Sennar lo interruppe con un gesto della mano. «Lo so, conosco i Draghi Azzurri. Il fatto è che ti avrò a disposizione per tre soli giorni, e il tempo è determinante in questa missione. Ti prego quindi di fare del tuo meglio.»

L’altro annuì, poco convinto.

Sennar stava per salire sul drago, quando Aymar lo fermò. «Signore, il mio drago non vi terrà in groppa se non glielo chiedo io.»

Sennar sorrise. «Sono un mago, vedrai che mi terrà» disse, e infatti, quando montò su con un balzo, il drago non diede alcun segno di irritazione. Quindi si voltò verso il giovane, fermo a terra a guardarlo perplesso. «Prima partiamo, prima arriveremo» lo esortò.

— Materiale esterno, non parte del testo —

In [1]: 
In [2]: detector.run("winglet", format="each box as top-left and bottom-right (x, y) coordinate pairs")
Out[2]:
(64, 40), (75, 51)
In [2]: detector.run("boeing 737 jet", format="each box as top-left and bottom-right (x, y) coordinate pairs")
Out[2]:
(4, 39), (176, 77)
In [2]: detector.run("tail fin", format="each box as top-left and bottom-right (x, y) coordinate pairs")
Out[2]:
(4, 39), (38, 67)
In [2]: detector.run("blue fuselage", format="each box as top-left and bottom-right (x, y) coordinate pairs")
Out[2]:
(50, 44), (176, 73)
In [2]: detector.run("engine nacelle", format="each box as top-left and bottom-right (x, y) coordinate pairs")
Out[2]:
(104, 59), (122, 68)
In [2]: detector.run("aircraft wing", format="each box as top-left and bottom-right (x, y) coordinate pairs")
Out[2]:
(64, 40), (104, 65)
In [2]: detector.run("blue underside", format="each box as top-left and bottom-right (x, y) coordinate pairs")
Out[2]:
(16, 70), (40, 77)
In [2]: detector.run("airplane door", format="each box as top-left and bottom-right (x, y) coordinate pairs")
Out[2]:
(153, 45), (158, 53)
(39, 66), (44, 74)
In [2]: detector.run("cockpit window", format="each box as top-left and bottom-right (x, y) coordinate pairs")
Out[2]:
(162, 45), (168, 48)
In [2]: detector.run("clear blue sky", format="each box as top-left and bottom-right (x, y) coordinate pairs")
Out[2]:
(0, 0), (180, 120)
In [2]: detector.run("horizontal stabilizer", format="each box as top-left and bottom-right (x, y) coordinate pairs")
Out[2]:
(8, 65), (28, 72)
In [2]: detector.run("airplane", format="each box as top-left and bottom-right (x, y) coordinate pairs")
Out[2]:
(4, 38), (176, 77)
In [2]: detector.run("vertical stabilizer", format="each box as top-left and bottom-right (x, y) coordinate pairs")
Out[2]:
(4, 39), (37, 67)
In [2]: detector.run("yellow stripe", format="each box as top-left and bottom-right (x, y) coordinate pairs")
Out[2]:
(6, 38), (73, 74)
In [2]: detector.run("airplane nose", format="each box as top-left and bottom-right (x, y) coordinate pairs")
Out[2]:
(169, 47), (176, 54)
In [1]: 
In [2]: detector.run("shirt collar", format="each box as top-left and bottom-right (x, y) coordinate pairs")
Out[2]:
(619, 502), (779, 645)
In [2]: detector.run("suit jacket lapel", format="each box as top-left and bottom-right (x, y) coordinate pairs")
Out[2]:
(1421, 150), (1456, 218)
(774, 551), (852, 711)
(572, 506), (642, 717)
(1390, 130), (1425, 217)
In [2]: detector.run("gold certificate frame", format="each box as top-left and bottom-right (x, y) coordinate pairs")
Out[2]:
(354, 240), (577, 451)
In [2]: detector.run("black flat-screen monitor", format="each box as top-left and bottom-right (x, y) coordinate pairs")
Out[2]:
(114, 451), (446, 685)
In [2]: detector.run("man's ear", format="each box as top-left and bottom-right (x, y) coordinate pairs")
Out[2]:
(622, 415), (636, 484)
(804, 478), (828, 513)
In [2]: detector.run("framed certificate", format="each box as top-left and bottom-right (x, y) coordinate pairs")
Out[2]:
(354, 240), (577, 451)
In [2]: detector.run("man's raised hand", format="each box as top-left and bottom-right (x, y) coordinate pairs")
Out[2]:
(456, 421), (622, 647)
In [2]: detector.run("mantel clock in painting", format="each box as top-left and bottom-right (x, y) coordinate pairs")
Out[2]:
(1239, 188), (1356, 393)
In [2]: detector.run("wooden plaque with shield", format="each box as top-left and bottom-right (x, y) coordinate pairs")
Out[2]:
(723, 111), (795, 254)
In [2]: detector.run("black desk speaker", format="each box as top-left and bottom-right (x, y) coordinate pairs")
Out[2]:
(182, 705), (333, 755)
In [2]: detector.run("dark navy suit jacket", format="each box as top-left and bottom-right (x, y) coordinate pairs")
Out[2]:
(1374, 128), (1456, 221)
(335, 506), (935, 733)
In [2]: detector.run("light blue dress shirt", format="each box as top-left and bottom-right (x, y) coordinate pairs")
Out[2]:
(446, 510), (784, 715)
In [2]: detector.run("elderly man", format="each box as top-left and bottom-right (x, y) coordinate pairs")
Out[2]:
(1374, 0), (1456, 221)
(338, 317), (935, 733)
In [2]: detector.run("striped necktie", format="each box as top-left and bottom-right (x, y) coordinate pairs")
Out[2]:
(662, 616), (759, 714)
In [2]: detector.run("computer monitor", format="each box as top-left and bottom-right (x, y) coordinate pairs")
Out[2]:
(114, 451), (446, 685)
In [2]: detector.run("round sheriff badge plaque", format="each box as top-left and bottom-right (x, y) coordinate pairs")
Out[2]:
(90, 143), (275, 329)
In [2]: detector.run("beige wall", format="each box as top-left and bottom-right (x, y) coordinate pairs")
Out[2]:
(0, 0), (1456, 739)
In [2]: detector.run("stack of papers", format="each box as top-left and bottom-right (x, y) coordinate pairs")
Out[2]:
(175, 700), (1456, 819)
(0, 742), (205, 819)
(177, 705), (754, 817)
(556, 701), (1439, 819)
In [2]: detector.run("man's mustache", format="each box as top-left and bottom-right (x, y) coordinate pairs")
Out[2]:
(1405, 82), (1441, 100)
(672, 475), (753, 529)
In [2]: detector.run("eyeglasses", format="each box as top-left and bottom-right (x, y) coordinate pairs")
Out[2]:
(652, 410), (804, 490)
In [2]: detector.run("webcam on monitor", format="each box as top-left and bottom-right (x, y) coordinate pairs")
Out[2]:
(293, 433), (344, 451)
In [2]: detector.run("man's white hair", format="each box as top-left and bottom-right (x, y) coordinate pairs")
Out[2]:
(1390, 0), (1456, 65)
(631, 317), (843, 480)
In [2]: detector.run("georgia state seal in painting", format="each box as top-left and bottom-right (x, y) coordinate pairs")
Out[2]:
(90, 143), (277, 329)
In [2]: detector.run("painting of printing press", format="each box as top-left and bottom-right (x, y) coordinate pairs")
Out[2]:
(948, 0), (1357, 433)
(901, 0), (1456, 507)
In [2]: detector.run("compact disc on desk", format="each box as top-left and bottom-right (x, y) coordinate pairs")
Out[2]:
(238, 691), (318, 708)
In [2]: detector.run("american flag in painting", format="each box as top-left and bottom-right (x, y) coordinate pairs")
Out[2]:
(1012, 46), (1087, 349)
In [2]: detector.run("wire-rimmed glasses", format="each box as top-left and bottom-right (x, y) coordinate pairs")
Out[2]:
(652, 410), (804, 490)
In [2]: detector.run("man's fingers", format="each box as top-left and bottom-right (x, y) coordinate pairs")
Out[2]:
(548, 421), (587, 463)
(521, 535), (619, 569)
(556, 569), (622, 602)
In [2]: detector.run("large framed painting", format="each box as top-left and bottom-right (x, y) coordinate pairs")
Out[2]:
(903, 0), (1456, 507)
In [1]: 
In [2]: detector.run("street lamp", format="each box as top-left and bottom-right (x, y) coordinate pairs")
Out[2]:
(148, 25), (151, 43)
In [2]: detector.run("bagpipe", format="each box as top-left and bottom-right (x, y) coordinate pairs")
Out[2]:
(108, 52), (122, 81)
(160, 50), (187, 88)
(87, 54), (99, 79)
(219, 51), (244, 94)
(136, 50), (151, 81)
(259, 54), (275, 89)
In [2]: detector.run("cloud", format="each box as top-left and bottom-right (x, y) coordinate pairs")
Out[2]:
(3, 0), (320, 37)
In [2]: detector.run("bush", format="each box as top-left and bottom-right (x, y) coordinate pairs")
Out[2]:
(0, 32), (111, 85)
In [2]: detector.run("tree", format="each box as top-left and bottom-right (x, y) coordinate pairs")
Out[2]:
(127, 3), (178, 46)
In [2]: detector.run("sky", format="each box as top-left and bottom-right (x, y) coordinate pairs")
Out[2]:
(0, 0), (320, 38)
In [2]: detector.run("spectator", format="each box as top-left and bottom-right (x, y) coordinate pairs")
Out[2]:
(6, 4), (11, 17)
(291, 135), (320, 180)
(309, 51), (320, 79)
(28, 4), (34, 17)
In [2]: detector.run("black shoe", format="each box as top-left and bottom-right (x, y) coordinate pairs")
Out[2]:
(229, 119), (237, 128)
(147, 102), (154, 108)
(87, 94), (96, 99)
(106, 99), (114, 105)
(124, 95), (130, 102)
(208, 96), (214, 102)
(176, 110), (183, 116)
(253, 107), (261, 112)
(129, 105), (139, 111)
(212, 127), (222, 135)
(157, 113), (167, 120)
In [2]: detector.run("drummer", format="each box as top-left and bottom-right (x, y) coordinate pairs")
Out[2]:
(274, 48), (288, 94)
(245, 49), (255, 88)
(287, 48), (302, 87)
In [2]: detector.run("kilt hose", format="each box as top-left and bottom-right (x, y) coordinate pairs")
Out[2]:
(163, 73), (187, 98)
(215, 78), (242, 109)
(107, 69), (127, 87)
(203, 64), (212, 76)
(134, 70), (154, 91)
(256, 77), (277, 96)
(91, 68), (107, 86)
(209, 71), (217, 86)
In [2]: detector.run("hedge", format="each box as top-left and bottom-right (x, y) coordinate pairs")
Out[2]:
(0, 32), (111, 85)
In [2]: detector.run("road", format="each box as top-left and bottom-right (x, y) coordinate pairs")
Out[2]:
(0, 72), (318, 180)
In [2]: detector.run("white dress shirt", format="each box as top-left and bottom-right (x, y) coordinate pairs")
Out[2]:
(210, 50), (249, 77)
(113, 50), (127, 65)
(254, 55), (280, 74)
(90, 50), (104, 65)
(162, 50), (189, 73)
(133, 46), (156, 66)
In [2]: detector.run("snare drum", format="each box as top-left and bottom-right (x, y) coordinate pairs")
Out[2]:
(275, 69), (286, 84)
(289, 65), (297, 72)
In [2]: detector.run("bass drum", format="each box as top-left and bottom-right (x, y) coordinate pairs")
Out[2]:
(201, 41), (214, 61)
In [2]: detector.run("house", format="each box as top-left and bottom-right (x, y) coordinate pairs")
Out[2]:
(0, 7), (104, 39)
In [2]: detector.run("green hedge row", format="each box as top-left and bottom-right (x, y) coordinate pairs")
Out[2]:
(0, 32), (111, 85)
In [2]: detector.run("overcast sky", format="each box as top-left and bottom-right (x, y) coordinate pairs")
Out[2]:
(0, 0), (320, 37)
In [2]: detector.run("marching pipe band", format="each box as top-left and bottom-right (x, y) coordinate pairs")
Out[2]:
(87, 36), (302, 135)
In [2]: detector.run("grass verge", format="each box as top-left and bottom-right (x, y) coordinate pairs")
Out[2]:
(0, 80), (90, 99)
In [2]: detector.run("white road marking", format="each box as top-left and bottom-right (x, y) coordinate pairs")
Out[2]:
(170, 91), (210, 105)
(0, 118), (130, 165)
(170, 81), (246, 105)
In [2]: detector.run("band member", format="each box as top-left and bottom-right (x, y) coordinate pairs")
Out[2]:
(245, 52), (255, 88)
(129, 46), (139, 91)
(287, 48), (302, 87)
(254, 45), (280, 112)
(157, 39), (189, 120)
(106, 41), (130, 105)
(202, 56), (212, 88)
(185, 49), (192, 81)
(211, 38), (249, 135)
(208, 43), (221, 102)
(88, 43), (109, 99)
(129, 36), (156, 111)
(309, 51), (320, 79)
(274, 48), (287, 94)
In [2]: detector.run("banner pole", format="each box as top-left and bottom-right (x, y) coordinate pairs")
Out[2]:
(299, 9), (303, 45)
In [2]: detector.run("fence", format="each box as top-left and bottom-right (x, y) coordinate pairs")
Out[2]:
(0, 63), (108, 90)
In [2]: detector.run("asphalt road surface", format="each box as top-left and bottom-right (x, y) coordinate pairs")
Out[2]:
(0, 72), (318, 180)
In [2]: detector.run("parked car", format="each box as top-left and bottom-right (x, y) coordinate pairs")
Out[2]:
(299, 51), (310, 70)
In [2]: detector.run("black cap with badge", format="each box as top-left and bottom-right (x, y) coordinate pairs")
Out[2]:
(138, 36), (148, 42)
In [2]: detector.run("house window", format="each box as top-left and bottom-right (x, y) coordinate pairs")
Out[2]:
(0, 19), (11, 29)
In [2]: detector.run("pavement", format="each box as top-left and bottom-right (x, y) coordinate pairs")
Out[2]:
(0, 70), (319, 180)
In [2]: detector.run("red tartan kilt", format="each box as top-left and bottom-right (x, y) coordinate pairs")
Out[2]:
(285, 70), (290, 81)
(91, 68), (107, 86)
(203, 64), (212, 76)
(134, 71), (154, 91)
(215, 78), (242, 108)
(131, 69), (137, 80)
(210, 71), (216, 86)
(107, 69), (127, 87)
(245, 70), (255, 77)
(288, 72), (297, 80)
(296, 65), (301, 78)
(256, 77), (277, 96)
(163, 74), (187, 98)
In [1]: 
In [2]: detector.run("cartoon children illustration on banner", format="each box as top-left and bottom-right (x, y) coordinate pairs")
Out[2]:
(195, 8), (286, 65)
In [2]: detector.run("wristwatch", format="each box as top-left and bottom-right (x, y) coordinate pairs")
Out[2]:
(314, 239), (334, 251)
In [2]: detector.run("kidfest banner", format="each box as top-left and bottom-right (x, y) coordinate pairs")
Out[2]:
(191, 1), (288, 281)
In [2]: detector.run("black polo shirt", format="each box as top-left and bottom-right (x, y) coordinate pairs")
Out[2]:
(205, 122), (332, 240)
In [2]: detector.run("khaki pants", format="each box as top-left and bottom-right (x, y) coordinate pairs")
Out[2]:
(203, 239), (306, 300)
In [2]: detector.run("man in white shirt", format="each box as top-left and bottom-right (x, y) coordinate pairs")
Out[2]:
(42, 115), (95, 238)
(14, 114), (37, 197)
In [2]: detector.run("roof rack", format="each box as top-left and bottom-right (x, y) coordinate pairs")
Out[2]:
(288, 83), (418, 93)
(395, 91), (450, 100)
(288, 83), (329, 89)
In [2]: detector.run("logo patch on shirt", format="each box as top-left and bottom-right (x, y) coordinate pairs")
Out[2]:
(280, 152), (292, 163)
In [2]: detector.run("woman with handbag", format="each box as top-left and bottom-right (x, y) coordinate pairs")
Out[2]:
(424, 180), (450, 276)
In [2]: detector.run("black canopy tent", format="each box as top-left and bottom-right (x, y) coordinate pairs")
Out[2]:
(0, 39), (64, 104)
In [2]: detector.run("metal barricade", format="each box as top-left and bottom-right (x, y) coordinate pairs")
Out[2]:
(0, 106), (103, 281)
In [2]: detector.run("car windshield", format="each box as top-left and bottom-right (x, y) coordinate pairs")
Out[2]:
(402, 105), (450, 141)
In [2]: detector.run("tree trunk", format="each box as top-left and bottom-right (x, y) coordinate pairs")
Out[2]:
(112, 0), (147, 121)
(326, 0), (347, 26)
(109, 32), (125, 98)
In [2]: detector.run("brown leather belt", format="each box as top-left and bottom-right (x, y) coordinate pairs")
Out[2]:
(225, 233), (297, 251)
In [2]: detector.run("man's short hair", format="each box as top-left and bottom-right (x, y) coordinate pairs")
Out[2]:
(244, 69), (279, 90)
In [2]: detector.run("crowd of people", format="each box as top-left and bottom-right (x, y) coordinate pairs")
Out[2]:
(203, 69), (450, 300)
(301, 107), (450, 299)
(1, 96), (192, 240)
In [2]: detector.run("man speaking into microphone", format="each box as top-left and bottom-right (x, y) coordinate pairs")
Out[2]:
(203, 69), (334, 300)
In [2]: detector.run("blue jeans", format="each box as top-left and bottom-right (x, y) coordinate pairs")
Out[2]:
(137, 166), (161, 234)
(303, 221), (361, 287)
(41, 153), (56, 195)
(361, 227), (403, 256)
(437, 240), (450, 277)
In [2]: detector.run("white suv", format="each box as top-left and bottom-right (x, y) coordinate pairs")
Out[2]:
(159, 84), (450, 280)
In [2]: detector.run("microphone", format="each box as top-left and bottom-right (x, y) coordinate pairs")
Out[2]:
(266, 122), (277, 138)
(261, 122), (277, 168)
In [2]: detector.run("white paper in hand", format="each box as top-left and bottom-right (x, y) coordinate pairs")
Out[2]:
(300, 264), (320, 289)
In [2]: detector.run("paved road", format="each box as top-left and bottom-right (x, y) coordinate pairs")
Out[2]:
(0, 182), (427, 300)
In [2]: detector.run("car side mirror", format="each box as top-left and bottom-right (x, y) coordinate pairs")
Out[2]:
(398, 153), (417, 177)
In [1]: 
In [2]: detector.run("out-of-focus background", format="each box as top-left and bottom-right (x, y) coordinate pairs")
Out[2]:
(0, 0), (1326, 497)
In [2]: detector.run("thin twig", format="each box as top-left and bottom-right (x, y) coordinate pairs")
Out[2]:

Allora il Cavaliere si decise e montò a sua volta sul drago. Fu un’operazione insolitamente complessa e Aymar la coronò con successo solo al secondo tentativo. Una volta in groppa, sembrò impacciato, teneva la schiena innaturalmente dritta. I dubbi di Sennar aumentarono.

«Tutto a posto?» provò a chiedere.

«Certo» balbettò il ragazzo. Diede un deciso strattone alle briglie e l’unico risultato che ottenne fu un brontolio scocciato del drago. Aymar strattonò ancora le briglie, finché il drago non ruggì inferocito. «Non mi era mai capitato... è che sono Cavaliere da poco...» provò a giustificarsi.

Sì, come no? «Permetti?» fece Sennar.

Aymar arrossì fino alla radice dei capelli. «Certo.»

Il mago si piegò sul collo del drago e gli mormorò all’orecchio qualche parola. «Prova ora, ma con delicatezza» disse poi al ragazzo.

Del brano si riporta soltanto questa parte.